Document Type
Paper Presentation
Publication Date
12-15-2025
Abstract
This comparative study examines patterns of Large Language Model (LLM) weaponization through systematic analysis of four major exploitation incidents spanning 2023-2025. While existing research focuses on isolated incidents or theoretical vulnerabilities, this study provides the first comprehensive comparative framework analyzing exploitation patterns across state-sponsored cyber-espionage (Anthropic Claude incident), academic security research (GPT-4 autonomous privilege escalation), social engineering platforms (SpearBot phishing framework), and underground criminal commoditization (WormGPT/FraudGPT ecosystem). Through comparative analysis across eight dimensions—adversary sophistication, target selection, exploitation techniques, autonomy levels, detection evasion, attribution challenges, defensive gaps, and capability democratization—this research identifies critical cross-case patterns informing defensive prioritization. Findings reveal three universal exploitation mechanisms transcending adversary types: autonomous goal decomposition via chain-of-thought reasoning (present in all four cases), dynamic tool invocation and code generation (3/4 cases), and adaptive social engineering (4/4 cases). Analysis demonstrates progressive capability democratization: state-level sophistication (Claude: 80-90% autonomy) transitioning to academic accessibility (GPT-4: 33-83% success rates), specialized criminal tooling (SpearBot: generative-critique architecture), and mass commoditization (WormGPT: $200-1700/year subscriptions). Comparative findings identify four cross-cutting defensive imperatives applicable regardless of adversary type: multi-turn conversational context monitoring, behavioral fingerprinting distinguishing legitimate from malicious complex workflows, federated threat intelligence enabling rapid cross-organizational learning, and capability-based access controls proportional to LLM reasoning sophistication.
Publisher
International Society for Academic Research in Science, Technology, and Education (ARSTE)
Host
Nippon Hotel
Conference/Symposium
3rd International Conference on Academic Studies in Science, Engineering and Technology (ICASET 2025)
City/State
İstanbul, Turkiye
Department
College of Business and Management
Recommended Citation
Antoniou, G. (2025, December 13-15). Patterns of LLM weaponization: A comparative analysis of exploitation incidents across commercial AI systems [Paper presentation]. 3rd International Conference on Academic Studies in Science, Engineering and Technology (ICASET 2025), İstanbul, Turkiye.
Comments
SDG 9 – Industry, Innovation, and Infrastructure
Targets 9.1 & 9.5
How the work aligns: This research contributes to the resilience of digital and AI-driven infrastructure by identifying systemic vulnerabilities in commercial large language models and analyzing exploitation patterns across multiple adversary types. By proposing capability-based defensive frameworks and security-by-design principles, the work supports safer innovation and the responsible deployment of advanced AI technologies.

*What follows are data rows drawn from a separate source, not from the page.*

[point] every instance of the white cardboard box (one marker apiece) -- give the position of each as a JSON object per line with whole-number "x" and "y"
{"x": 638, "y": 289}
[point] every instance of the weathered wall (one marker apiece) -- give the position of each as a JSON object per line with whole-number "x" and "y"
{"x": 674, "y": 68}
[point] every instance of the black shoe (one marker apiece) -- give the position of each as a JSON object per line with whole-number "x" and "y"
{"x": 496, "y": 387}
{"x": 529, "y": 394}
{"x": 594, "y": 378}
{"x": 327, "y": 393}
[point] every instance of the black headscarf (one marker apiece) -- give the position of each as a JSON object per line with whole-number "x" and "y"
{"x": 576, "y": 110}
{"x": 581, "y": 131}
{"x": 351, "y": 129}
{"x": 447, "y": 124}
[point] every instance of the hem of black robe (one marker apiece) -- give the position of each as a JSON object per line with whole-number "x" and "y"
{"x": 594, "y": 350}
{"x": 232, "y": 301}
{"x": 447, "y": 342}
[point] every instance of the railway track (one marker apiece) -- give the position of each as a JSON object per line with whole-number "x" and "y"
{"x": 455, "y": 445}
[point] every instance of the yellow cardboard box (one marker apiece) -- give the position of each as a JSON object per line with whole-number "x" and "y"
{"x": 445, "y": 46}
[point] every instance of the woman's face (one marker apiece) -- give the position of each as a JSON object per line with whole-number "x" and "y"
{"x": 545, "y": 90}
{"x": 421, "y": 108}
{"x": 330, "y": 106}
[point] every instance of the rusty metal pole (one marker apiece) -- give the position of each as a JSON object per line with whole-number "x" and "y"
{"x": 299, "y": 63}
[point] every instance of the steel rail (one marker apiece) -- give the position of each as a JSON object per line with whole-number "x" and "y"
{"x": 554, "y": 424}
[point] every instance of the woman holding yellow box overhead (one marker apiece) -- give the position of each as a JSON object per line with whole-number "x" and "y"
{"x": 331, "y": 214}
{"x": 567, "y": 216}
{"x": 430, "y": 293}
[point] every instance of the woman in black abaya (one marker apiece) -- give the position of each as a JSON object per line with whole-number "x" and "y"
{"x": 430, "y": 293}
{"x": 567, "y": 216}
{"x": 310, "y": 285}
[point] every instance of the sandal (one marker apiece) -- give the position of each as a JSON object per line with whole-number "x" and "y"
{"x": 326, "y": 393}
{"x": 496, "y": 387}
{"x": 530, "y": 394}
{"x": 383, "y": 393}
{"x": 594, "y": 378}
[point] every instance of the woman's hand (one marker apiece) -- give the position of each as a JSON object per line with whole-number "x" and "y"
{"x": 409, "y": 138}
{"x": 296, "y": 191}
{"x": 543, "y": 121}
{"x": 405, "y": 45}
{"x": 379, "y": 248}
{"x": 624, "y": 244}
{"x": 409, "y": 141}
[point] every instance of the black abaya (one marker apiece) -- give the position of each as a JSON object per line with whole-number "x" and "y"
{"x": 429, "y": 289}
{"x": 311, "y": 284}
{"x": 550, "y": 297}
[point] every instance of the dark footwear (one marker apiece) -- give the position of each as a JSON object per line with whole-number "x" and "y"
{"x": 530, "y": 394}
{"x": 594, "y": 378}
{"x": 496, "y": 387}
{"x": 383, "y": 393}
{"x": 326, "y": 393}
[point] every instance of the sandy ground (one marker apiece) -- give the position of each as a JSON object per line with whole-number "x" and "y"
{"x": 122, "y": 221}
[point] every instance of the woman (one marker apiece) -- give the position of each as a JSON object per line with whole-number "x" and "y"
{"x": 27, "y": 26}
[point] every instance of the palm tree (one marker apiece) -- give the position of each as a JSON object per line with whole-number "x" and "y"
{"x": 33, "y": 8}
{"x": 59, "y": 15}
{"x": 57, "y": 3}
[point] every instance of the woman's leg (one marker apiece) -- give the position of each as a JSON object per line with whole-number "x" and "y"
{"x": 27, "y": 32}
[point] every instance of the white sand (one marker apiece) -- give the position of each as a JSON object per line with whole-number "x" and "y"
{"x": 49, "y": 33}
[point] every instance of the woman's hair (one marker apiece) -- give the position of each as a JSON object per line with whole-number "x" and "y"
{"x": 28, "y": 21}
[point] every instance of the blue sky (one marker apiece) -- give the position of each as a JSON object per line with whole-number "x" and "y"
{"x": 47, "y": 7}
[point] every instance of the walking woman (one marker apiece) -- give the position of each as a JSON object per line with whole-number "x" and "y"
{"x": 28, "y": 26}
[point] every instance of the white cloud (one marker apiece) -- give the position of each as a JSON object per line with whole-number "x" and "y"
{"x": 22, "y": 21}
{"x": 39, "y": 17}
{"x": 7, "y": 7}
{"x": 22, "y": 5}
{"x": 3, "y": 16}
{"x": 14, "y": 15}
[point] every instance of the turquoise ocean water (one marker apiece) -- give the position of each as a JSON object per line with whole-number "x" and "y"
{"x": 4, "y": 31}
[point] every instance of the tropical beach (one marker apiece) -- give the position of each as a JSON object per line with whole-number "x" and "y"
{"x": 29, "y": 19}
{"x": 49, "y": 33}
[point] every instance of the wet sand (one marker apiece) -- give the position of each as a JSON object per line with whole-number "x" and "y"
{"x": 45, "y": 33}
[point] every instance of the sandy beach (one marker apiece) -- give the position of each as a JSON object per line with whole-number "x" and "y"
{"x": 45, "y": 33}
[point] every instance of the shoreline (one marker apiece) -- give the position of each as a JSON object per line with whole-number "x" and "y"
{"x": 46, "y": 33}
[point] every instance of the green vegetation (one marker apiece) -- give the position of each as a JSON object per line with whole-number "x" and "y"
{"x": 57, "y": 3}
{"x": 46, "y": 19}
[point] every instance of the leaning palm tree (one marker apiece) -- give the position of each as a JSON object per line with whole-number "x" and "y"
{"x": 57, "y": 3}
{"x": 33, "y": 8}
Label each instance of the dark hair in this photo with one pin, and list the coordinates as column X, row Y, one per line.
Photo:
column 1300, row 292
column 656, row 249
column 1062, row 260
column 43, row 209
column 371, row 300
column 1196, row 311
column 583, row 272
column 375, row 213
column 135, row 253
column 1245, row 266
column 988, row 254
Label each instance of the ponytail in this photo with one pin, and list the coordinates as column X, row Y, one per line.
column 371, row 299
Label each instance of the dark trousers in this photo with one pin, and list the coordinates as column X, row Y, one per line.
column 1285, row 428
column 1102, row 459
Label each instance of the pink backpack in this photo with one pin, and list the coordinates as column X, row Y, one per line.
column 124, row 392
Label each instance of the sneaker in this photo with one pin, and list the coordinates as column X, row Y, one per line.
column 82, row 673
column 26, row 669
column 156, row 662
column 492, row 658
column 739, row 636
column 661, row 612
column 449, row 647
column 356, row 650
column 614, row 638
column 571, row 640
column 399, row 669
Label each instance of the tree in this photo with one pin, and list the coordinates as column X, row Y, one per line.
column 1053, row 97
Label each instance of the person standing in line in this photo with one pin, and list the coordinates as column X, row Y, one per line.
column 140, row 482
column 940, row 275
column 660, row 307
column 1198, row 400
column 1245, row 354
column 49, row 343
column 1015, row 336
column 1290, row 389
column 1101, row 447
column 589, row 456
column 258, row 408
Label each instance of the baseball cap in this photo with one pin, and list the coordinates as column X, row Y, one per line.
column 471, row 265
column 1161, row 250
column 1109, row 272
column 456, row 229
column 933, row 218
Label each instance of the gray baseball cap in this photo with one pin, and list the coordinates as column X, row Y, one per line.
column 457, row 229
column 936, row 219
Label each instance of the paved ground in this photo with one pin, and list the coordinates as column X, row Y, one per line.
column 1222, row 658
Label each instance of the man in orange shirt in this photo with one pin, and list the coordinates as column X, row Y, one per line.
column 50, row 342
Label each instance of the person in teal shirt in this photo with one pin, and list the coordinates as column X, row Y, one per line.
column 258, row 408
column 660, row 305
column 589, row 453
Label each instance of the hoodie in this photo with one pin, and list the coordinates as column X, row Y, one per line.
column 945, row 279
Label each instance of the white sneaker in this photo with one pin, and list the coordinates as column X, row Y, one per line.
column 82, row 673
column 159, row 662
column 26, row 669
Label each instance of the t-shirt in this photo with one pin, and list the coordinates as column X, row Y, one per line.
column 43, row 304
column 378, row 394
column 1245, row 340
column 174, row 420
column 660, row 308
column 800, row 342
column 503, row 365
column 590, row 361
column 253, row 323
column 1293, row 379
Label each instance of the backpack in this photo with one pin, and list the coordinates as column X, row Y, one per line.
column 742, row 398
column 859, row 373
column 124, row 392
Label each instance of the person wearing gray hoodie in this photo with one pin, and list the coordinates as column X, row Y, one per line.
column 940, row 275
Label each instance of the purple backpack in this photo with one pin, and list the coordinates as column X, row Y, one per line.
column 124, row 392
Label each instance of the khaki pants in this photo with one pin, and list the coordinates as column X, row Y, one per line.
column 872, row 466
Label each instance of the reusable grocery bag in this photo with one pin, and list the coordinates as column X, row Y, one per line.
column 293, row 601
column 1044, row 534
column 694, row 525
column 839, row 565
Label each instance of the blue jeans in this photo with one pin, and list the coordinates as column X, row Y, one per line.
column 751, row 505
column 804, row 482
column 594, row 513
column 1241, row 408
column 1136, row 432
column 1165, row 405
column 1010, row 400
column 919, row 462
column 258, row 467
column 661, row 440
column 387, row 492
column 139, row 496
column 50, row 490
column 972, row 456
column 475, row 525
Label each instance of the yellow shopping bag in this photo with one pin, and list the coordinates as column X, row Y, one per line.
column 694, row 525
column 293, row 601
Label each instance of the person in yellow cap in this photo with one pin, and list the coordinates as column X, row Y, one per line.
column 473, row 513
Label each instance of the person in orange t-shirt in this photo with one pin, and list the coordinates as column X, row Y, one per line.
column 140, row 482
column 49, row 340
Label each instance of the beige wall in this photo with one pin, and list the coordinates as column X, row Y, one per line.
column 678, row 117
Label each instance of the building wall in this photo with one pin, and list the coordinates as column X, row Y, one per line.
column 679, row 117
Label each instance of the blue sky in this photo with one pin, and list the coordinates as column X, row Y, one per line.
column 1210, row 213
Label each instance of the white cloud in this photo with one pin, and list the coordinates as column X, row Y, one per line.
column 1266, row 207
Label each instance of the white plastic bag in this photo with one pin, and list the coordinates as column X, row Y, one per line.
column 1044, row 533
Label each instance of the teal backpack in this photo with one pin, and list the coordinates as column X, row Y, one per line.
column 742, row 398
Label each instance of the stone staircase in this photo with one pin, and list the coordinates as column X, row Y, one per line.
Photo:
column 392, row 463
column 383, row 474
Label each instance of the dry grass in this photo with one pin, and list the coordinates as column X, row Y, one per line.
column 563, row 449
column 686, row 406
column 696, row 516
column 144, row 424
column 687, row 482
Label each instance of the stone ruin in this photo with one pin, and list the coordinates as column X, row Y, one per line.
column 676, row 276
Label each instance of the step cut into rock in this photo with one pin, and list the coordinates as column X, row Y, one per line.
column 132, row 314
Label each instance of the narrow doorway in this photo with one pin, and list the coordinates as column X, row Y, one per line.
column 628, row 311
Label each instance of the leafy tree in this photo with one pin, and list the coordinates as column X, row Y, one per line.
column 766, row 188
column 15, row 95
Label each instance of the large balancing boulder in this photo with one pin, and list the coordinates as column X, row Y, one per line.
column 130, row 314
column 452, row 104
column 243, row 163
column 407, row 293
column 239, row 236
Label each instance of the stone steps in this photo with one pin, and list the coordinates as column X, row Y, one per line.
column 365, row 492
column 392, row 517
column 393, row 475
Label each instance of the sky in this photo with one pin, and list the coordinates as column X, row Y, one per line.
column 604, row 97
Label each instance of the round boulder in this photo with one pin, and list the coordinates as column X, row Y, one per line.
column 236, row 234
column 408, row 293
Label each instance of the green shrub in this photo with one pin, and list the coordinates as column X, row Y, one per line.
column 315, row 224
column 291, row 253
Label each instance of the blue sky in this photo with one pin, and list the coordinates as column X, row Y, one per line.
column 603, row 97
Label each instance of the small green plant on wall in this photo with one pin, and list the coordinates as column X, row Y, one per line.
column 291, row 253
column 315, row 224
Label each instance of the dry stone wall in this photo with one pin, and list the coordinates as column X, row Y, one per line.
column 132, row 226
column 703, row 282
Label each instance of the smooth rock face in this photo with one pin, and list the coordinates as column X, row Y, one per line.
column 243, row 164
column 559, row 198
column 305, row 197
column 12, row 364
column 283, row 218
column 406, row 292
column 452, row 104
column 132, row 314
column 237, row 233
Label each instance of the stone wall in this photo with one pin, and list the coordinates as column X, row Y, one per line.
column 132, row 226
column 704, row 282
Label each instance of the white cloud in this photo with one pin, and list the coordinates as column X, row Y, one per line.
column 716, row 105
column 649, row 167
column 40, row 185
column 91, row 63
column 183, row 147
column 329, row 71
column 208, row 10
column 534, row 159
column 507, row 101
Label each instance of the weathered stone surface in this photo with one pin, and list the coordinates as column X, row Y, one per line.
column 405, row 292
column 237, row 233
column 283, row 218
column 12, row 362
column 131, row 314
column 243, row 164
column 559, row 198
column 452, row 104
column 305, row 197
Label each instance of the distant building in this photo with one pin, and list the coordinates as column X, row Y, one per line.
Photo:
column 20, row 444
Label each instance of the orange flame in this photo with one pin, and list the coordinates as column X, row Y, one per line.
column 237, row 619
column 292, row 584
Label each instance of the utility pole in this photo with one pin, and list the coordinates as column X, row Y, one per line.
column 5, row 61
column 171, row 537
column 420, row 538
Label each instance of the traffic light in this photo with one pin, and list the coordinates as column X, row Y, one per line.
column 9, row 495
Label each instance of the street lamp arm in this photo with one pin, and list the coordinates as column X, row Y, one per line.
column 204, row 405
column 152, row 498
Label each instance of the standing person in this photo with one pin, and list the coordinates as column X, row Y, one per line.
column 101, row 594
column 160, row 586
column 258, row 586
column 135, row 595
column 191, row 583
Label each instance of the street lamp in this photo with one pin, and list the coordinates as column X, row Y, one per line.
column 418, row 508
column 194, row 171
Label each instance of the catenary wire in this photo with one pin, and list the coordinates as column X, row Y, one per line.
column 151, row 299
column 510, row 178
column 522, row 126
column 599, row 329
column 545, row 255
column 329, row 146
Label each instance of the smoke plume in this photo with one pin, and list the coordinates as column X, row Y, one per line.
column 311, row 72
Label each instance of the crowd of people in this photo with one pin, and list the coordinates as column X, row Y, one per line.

SDG 16 – Peace, Justice, and Strong Institutions
Targets 16.6 & 16.10
How the work aligns: The study addresses emerging threats posed by AI-enabled cyber-espionage, large-scale fraud, and automated social engineering that undermine institutional trust and governance. By examining real-world exploitation incidents and emphasizing transparency, threat intelligence sharing, and accountability in AI systems, the work supports stronger digital institutions and information integrity.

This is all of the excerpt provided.